The first type of bounds is returned by the function Bound_BE()
(Berry-Esseen-type bound) and the second type (Edgeworth expansion-type
bound) is returned by the function Bound_EE1().
Such bounds are useful because they can help to control uniformly the distance between the cdf of a normalized sum $\textrm{Prob}(S_n \leq x)$ and its limit $\Phi(x)$ (which is known by the central limit theorem). The second type of bound is more precise, and give a control of the uniform distance between $\textrm{Prob}(S_n \leq x)$ and its first-order Edgeworth expansion, i.e. the limit from the central limit theorem $\Phi(x)$ plus the next term $\frac{\lambda_{3,n}}{6\sqrt{n}}(1-x^2) \varphi(x)$.
Note that these bounds depends on the assumptions made on $(X_1, \dots, X_n)$ and especially on $K4$, the average kurtosis of the variables $X_1, \dots, X_n$. In all cases, they need to have finite fourth moment and to be independent. To get improved bounds, several additional assumptions can be added:
- the variables $X_1, \dots, X_n$ are identically distributed,
- the skewness (normalized third moment) of $X_1, \dots, X_n$ are all $0$.
- the distribution of $X_1, \dots, X_n$ admits a continuous component.
Example
setup = list(continuity = FALSE, iid = TRUE, no_skewness = FALSE)
Bound_EE1(setup = setup, n = 1000, K4 = 9)
#> [1] 0.1626857This shows that
$$ \sup_{x \in \mathbb{R}} \left| \textrm{Prob}(S_n \leq x) - \Phi(x) - \frac{\lambda_{3,n}}{6\sqrt{n}}(1-x^2) \varphi(x) \right| \leq 0.1626857, $$
as soon as the variables $X_1, \dots, X_{1000}$ are i.i.d. with a kurtosis smaller than $9$.
Adding one more regularity assumption on the distribution of the $X_i$ helps to achieve a better bound:
setup = list(continuity = TRUE, iid = TRUE, no_skewness = FALSE)
Bound_EE1(setup = setup, n = 1000, K4 = 9, regularity = list(kappa = 0.99))
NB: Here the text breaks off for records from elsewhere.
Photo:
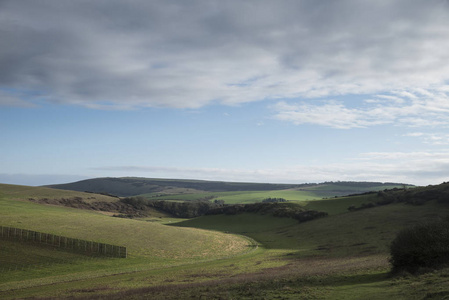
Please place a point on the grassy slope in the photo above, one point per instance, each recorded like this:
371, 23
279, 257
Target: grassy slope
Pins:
297, 195
150, 246
343, 256
21, 192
#> [1] 0.1214038This shows that
$$ \sup_{x \in \mathbb{R}} \left| \textrm{Prob}(S_n \leq x) - \Phi(x) - \frac{\lambda_{3,n}}{6\sqrt{n}}(1-x^2) \varphi(x) \right| \leq 0.1214038, $$
in this case.
Applications to testing
This package also includes the function Gauss_test_powerAnalysis(),
that computes a uniformly valid power for the Gauss test that is valid
over a large class of non-Gaussian distribution. This uniform validity
is a consequence of the above-mentioned bounds.